Im vorliegenden Fall bekämpft die Beschwerdeführerin den Ansatz einer Aktivpost für die ihr von EK mit Korrespondenzvertrag überlassene Klientel bei der Feststellung des Einheitswertes des Betriebsvermögens zum 1. Jänner 1976 und zum 1. Jänner 1977 nur deswegen, weil dies mit der Rechtsvorschrift des § 4 Bewertungsgesetz in Widerspruch stehe. Gemäß dieser mit "Aufschiebend bedingter Erwerb" übertitelten Rechtsvorschrift werden Wirtschaftsgüter, deren Erwerb vom Eintritt einer aufschiebenden Bedingung abhängt, erst berücksichtigt, wenn die Bedingung eingetreten ist.

Streitentscheidend ist sohin, ob der Erwerb der Klientel durch die Beschwerdeführerin unter einer "aufschiebenden Bedingung" erfolgte und ob das schon mehrmals erwähnte Vertragswerk vom Jänner 1975 als entgeltliches Rechtsgeschäft anzusehen ist.

Was zunächst den letztangeführten Gesichtspunkt anlangt, so ist davon auszugehen, daß vorliegendenfalls von der Beschwerdeführerin unbestritten ein Wirtschaftsgut (Teile der Klientel des selbständigen Steuerberaters EK) unter Zusage einer Gegenleistung (Leibrentenzusage) erworben wurde. Auf Grund dessen ist nicht zweifelhaft, daß nach dem Willen der Vertragsparteien die eine Leistung durch die andere "vergolten" werden soll, damit aber "subjektive Äquivalenz" und also Entgeltlichkeit vorliegt (vgl. hiezu Koziol-Welser, Grundriß des bürgerlichen Rechts I, S. 85 und S.321). Der Umstand, daß nach diesem Vertrag Leibrentenzahlungen an den Veräußerer der Klientel bzw. an dessen überlebende Ehegattin nur erfolgen sollen, wenn diese Personen einen bestimmten Zeitpunkt erleben, vermag hingegen die Entgeltlichkeit des Rechtsgeschäftes nicht in Frage zu stellen. Entgeltlichkeit eines Rechtsgeschäftes und aleatorische Elemente desselben Rechtsgeschäftes sind nämlich keineswegs unvereinbar (vgl. § 1267 ABGB).

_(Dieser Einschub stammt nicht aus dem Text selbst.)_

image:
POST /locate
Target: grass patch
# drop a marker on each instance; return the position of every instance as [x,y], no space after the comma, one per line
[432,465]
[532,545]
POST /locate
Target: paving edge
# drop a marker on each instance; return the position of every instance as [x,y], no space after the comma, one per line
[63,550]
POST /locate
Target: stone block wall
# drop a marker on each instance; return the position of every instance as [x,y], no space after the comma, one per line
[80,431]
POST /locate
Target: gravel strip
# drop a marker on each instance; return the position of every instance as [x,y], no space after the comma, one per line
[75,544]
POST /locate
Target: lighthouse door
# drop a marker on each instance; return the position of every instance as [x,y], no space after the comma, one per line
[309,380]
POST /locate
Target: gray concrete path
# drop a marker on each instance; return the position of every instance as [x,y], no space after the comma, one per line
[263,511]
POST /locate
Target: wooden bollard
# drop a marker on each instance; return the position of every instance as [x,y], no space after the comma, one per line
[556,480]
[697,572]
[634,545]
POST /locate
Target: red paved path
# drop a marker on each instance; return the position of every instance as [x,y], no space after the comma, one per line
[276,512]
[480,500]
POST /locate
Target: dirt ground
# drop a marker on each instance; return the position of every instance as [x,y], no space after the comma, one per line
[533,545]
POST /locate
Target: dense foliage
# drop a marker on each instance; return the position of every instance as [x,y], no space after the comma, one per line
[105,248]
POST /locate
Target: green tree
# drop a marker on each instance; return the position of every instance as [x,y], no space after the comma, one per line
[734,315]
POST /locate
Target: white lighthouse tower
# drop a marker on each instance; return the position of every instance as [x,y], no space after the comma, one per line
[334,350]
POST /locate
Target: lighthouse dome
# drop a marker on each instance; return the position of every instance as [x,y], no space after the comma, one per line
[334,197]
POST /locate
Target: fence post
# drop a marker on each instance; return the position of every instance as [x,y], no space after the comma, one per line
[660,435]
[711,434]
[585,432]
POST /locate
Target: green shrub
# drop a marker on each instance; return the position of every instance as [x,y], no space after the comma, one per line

Die Rechtsansicht der Beschwerdeführerin beruht aber auch auf der fehlerhaften Annahme, die Klientel sei unter einer aufschiebenden Bedingung erworben worden. Dem steht schon der Wortlaut des eingangs wiedergegebenen Vertrages entgegen (arg.

"Ich veräußere meinen Klientenstock .... Die Übergabe erfolgt an

jenem Tag, an welchem die A-gesellschaft m.b.H. dieses Anbot schriftlich annimmt"). Auch der spätere Rückkauf der durch die Beschwerdeführerin übernommenen und bis dahin offenbar betreuten Klientel spricht für den Standpunkt der belangten Behörde. Demgegenüber hat die Beschwerdeführerin nichts Greifbares vorgebracht, was ihre Berechtigung, auf Grund besagten Vertrages die von EK überlassene Klientel mit sofortiger Wirkung zu übernehmen, in Frage stellen könnte. Unter diesen Umständen erscheint daher die Sachverhaltsannahme der belangten Behörde, der Erwerb der Klientel durch die Beschwerdeführerin sei kein aufschiebend bedingt gewesener, nicht unschlüssig.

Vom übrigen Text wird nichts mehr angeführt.